2 Fig. 8 shows the curve \(y = \mathrm { f } ( x )\), where \(\mathrm { f } ( x ) = \frac { x } { \sqrt { 2 + x ^ { 2 } } }\)
\begin{figure}[h]
\includegraphics[alt={},max width=\textwidth]{93ee09be-f014-4dd7-a8da-8646837b17a5-1_471_674_761_719}
\captionsetup{labelformat=empty}
\caption{Fig. 8}
\end{figure}
- Show algebraically that \(\mathrm { f } ( x )\) is an odd function. Interpret this result geometrically.
- Show that \(\mathrm { f } ^ { \prime } ( x ) = \frac { 2 } { \left( 2 + x ^ { 2 } \right) ^ { \frac { 3 } { 2 } } }\). Hence find the exact gradient of the curve at the origin.
- Find the exact area of the region bounded by the curve, the \(x\)-axis and the line \(x = 1\).
- \(( A )\) Show that if \(y = \frac { x } { \sqrt { 2 + x ^ { 2 } } }\), then \(\frac { 1 } { y ^ { 2 } } = \frac { 2 } { x ^ { 2 } } + 1\).
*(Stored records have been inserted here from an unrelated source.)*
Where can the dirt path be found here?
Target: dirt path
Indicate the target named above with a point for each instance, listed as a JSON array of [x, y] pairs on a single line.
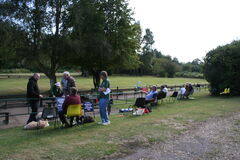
[[217, 138]]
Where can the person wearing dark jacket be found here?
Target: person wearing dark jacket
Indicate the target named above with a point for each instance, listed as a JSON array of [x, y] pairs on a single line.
[[67, 82], [33, 95], [72, 99]]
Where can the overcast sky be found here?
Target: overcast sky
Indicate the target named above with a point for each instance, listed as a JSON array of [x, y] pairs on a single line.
[[188, 29]]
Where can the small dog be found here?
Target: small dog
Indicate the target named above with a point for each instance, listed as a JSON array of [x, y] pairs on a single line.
[[36, 125]]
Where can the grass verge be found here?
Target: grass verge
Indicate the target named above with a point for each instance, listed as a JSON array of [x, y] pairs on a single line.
[[122, 137]]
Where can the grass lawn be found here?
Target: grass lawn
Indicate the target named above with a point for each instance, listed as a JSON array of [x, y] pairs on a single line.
[[123, 136], [18, 86]]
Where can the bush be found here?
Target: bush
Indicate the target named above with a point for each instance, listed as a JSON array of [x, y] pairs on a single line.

(B) Differentiate \(\frac { 1 } { y ^ { 2 } } = \frac { 2 } { x ^ { 2 } } + 1\) implicitly to show that \(\frac { \mathrm { d } y } { \mathrm {~d} x } = \frac { 2 y ^ { 3 } } { x ^ { 3 } }\). Explain why this expression cannot be used to find the gradient of the curve at the origin.